Development of a Topic Keyword Generator


Innovation Fund Report

May 2015

Jim Hahn and Susan Avery

Recognizing the large, and growing, international student population on this campus we sought to create a tool that would assist them in better understanding aspects of the research process. Thinking of synonyms and alternatives to keywords is a difficulty that has been noted by those teaching ESL students and those assisting them at services points in the library. Specifically we wanted to create a tool that would help non-native English speakers brainstorm additional terminology to use in the completion of Concept Maps prior to searching of library databases for articles to support their research.  The Concept Map worksheet instructs students to divide their question into keywords to include in their searching. This informed the interface design in order to parallel the instructional approach used in Library instruction for international students.


Our project work investigating several data sets with web-based APIs. These data sources included:


  • Freebase (https://developers.google.com/freebase/ ): excellent source for defining terms, but didn’t match up well when those terms were incorporated as synonyms for student search topics. A good amount of the fall semester development work went into pulling out definition text from Freebase and using this as the basis for generating more relevant words. In the course of evaluating Freebase, we saw other promising APIs to test that could achieve the project goals.

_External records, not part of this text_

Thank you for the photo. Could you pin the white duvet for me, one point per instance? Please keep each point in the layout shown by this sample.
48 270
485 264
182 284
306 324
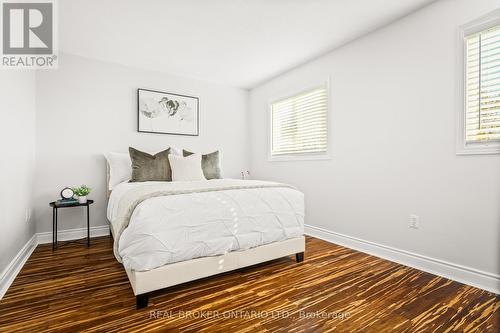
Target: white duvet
172 228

  • Thesaurus API:  offered improved synonyms to Freebase, but did not consistently provide relevant word matches. Though improved in its source material over Freebase concepts, we didn’t see this as viable for the assignment due to inconsistent keyword generation.


  • WikiSynonyms (http://wikisynonyms.ipeirotis.com/page/api ): was by far one of the most consistently relevant synonym matcher. Our work for this summer in completing the UIUC Topic Keyword Generator include data clean up, since the matches are relevant but not always spelled correctly or have extraneous characters – due to the Wikipedia data source.




Since none of the data source APIs were hosted on the same domain as Library servers, programmers extended a middleware solution that could pull in the remote suggestions and style them into our search interface.  Developers also wrote the JavaScript code to pull in the API response data into the required three-column layout view. The HTML view of the data (http://minrva-dev.library.illinois.edu/freebase/) re-used CSS and Library Header for stylistic consistency with the rest of the Library.


Given a greater difficulty than expected in identifying an API that provided appropriate results for ESL student research projects, it was not possible to test this in the course context this spring. Testing with ESL students will be done in summer 2015 and it is anticipated the tool will be shared on the ESL Undergraduate Students LibGuide and introduced in classes in the fall.